Фридрих II представляет собой одну из интереснейших фигур эпохи. Клевета и легенда сильно исказили его образ; его друзья и противники между современниками и в потомстве диаметрально противоположно изображают его характер. Но и несомненные факты его биографии показывают, что это была странная, полная противоречий личность. Папы ненавидели Фридриха как человека, боялись его как сицилийского короля и не могли допустить осуществление его идеалов как императора. Стремления Фридриха были несовместимы ни с духовным деспотизмом преемников святого Петра, ни со светской властью римского епископа.
Стать на сторону Фридриха — значило полностью порвать с Римом. К этому Раймунд был не готов. От воли папы зависела не только его судьба, но и будущее его государства. Поэтому он дорожил добрым согласием с Иннокентием IV. Впрочем, теперь, к пятидесяти годам, он смирился, говоря, что видно Бог не хочет, чтобы он женился. Проницательный Фридрих не склонен был разбрасывать свои силы ради помощи такому ненадежному союзнику.
Осокин невысоко ценил Раймунда VII, как, впрочем, и его отца. Напротив, другие историки отмечают его искусную дипломатию, ловкую игру на феодальных противоречиях, упорство в стремлении к цели. Они восхищаются его способностью не считать каждое очередное поражение окончательным и возрождаться вновь и вновь с той же энергией, которая была присуща ему смолоду.
Самое большее, что можно было поставить в вину графу, прелестному легкому человеку, умному прагматическому скептику, — это доверчивость. Но это свойство — один из главных признаков благородства души. Теперь, взглядом издалека рассматривая его жизнь, можно утверждать, что, несмотря на все пятна и грязь, мало найдется людей, которые приложили бы больше сил, дали больше, дерзнули на большее и страдали больше во имя своей страны.
Когда графа узнавали в путешествиях по его землям, он встречал бурные овации и выражение уважения. Поэтому он чувствовал, что народ предан ему и, трудясь неустанно во имя его блага, он заслужил народную любовь.

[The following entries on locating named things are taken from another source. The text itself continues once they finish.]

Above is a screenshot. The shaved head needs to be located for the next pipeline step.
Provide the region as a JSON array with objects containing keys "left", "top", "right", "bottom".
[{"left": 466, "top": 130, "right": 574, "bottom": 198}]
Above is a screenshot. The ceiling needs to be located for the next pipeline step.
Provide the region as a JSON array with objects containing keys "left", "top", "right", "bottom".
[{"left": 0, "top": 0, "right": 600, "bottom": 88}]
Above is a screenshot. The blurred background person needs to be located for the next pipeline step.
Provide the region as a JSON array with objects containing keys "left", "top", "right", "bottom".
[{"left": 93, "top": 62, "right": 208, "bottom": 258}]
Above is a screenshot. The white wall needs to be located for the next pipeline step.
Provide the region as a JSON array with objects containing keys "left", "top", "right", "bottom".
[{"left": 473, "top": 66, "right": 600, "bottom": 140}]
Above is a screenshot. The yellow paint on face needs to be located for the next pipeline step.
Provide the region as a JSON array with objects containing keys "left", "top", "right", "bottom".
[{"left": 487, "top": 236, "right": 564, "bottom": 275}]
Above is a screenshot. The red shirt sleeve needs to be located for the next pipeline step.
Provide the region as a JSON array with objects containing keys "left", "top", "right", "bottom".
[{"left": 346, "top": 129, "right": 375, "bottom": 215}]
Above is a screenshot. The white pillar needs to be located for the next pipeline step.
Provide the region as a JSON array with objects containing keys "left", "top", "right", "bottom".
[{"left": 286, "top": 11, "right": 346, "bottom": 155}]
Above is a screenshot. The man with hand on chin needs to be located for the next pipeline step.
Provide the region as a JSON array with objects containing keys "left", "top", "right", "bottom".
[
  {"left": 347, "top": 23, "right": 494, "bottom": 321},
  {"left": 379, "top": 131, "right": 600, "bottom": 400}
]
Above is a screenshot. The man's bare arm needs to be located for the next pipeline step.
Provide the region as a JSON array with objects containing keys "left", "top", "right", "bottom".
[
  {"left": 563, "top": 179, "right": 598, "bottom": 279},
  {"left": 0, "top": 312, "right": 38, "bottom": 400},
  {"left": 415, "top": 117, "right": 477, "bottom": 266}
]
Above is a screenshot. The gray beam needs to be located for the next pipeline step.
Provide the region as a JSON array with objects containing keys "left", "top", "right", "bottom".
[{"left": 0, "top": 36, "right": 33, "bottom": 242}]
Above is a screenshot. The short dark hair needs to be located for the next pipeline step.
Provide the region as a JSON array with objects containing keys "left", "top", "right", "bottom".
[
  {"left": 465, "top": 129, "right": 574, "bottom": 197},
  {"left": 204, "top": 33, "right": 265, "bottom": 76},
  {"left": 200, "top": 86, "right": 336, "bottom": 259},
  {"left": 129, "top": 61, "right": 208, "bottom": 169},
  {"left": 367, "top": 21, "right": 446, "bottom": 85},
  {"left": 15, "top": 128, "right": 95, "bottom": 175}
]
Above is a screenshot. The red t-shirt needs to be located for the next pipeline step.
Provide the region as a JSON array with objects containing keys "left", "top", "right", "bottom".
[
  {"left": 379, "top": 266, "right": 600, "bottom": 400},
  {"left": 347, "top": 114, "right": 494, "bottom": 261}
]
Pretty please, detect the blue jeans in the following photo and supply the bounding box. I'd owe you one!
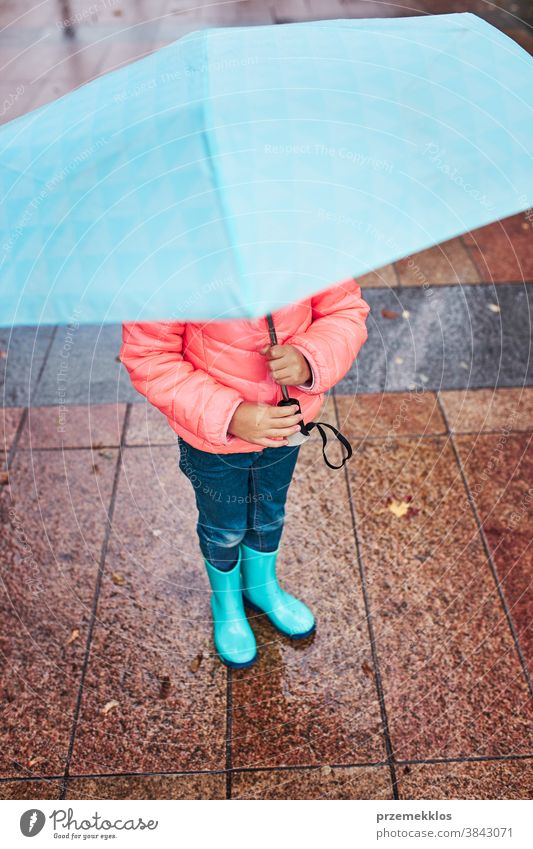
[178,436,300,571]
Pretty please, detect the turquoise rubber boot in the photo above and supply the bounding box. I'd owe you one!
[241,545,316,639]
[204,553,257,669]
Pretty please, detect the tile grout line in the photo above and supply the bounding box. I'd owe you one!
[59,404,131,799]
[226,667,233,799]
[8,422,533,453]
[332,392,400,799]
[4,753,533,786]
[437,392,533,698]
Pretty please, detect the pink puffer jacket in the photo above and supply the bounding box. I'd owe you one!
[120,280,369,454]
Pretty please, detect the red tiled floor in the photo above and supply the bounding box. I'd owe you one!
[464,213,533,282]
[233,420,385,767]
[440,388,533,433]
[395,239,483,286]
[0,779,61,799]
[19,404,126,450]
[126,404,176,445]
[232,766,392,799]
[71,446,226,774]
[457,433,533,674]
[398,760,533,799]
[335,391,446,439]
[0,451,116,776]
[340,431,531,759]
[66,773,226,799]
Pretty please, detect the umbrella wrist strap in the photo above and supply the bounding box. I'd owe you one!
[301,422,353,469]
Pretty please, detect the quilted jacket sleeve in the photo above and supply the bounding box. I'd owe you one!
[120,321,244,445]
[286,280,370,395]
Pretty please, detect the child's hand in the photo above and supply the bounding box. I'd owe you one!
[261,345,311,386]
[228,401,303,448]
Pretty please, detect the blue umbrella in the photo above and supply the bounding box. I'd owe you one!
[0,14,533,326]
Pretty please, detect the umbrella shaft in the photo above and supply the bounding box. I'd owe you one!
[267,313,289,401]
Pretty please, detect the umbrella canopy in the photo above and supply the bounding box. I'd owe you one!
[0,14,533,326]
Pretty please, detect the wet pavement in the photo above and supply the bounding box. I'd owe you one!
[0,388,533,798]
[0,0,533,799]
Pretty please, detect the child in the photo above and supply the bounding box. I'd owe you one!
[120,280,369,667]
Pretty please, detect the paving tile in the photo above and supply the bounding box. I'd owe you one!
[395,239,481,286]
[19,404,126,450]
[340,430,531,759]
[232,411,385,767]
[335,390,446,439]
[0,450,116,777]
[0,82,35,124]
[66,773,226,799]
[0,326,54,407]
[457,432,533,674]
[464,213,533,282]
[71,446,226,774]
[232,766,392,799]
[398,760,533,799]
[33,320,139,406]
[0,778,61,799]
[126,403,176,445]
[357,265,399,291]
[338,284,533,394]
[98,39,166,74]
[2,38,108,87]
[0,407,24,451]
[440,388,533,433]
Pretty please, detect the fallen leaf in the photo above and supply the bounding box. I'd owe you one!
[388,501,409,519]
[387,495,418,519]
[361,660,374,678]
[189,652,202,672]
[159,675,170,699]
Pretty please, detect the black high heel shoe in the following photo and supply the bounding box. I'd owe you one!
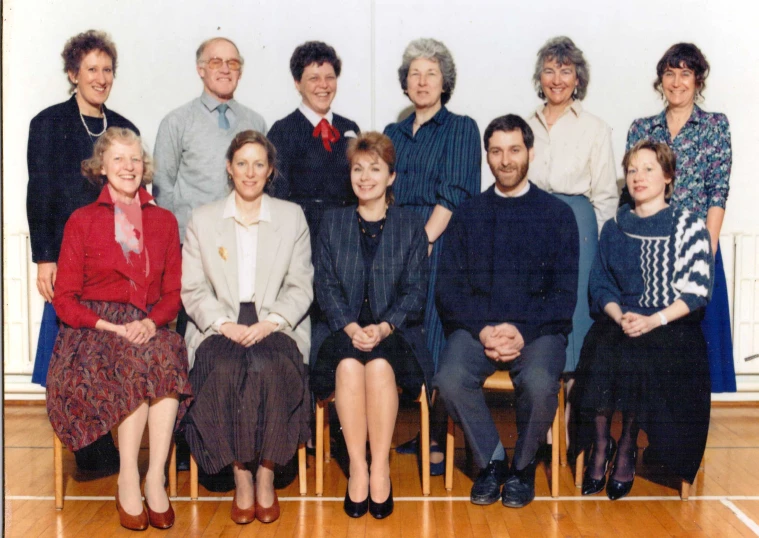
[582,437,617,495]
[606,446,638,501]
[369,482,394,519]
[343,486,369,518]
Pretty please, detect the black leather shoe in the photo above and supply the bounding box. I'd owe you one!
[582,437,617,495]
[369,482,395,519]
[469,459,509,506]
[343,486,369,517]
[606,447,638,501]
[501,460,535,508]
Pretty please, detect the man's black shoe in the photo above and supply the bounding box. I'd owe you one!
[74,432,119,477]
[469,460,509,506]
[501,460,535,508]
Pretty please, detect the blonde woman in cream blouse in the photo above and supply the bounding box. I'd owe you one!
[527,36,619,372]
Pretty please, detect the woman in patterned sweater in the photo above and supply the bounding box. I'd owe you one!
[577,140,714,500]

Правителей, как и вообще людей, надо оценивать по тем моментам их жизни, когда человек полностью раскрывается. Храбрость справедливо считается главным из человеческих качеств, потому что это качество обеспечивает все остальные. Свое мужество, моральное и физическое, Раймунд VII доказал неоднократно во всех случаях, когда подвергался личной опасности или политическому давлению. Судьба словно проверяла его на стойкость, посылая такие испытания, что остается только удивляться, как он сумел все это вынести. Его с детства учили, что для того, чтобы заслужить любовь и уважение своих подданных, он должен показать себя их защитником. Со всех сторон слышались призывы неустрашимого и отважного народа к тому, чтобы он проявил смелость и сохранил верность преданиям, традициям, заветам предков. Сердце Раймунда VII билось чаще, когда речь заходила о чести и величии родной страны, и так было до самого последнего дня его жизни.